As a typical girl growing up in Wisconsin, I came into contact – but never made friends with – the numerous special-needs kids at my school.
There was the girl with Down Syndrome, the boy in the motorized wheelchair, the tall kid with the shuffling-limp walk and another kid who looked different somehow.
I wish I could say otherwise, but I don’t recall their names. They shared the same school but not the same realm as me or my peers.
I rarely thought about them back then, and I haven’t honestly thought about them much since – until I had my own special-needs child. Lucas, age 3, has autism and attends a wonderful special-ed program at the Early Childhood Education Center.
Now, of course, I notice special-needs children everywhere.
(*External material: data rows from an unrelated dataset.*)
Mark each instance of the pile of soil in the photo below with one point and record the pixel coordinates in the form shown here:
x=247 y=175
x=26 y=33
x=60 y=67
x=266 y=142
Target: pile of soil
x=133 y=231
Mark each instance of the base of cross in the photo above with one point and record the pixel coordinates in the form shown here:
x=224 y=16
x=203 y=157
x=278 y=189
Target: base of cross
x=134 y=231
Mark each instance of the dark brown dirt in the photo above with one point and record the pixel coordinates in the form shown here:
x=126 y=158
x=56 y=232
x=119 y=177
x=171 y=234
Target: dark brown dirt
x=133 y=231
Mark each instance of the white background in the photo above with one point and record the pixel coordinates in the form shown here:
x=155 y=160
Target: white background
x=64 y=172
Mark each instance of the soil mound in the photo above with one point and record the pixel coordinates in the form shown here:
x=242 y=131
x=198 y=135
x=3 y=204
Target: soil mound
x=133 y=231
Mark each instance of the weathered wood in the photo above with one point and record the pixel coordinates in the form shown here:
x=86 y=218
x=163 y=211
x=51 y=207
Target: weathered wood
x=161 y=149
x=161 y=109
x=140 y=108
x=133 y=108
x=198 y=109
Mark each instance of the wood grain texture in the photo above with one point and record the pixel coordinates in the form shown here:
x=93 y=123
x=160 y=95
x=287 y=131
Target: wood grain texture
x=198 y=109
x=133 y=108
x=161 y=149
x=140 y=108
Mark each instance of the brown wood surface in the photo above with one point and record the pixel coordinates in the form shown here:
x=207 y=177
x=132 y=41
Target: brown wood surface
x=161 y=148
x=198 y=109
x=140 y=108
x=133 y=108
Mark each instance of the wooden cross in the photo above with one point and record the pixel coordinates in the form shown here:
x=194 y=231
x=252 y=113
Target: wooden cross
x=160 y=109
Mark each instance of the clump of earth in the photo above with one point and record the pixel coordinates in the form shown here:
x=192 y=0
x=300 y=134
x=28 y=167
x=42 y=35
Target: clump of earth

And I notice their parents. Most of them, like me, went to regular classes with regular kids and never expected their child to be any different.
I know too well today that behind every special-needs child is a worried parent. We want the same thing for our kids as anyone else: To make friends, to learn, to grow, to love and to one day become independent. Unlike parents of typical kids, though, we’re less sure it’ll all work out.
I never thought about the parents of those special-ed kids back then. I never considered the worry, the grief, the hardship and precarious nature of hope.
Had I known, I might have tried to befriend some of those children. I certainly would have gone to the birthday party for the girl with Down Syndrome. We talked sometimes at the bus stop, and she had invited me personally. I said I already had plans and couldn’t go, but in reality I just felt uncomfortable.
It was shallow and inconsiderate; I thought mostly of myself back then. Children can be cruel that way. They were in the 1980s as they surely are today. So it’s with trepidation that I watch my own son navigate the playground and hallways at school.
Will his peers shun his birthday parties? Will they tease him for his autistic tendencies? Will they whisper about him behind his back?
I’m sure it will happen. Even the typical kids get shunned, teased and taunted at times. I just dread the day I witness it for myself.
In the meantime, I’m doing everything possible to give my child and those like him the best tools for success. I’m helping start a new nonprofit educational center for children with autism and developmental disabilities – Autism Center of Tupelo.
And we’re holding our first fundraiser Dec. 12 at the BancorpSouth Conference Center. It’s a party with a live band, cocktails, hors d’eouvres and a silent auction. Tickets are $50 and can be purchased at the Daily Journal.
Our dream is to educate children, empower their parents and one day train typical kids how to best befriend their special peers. Maybe we can change the world, one child at a time.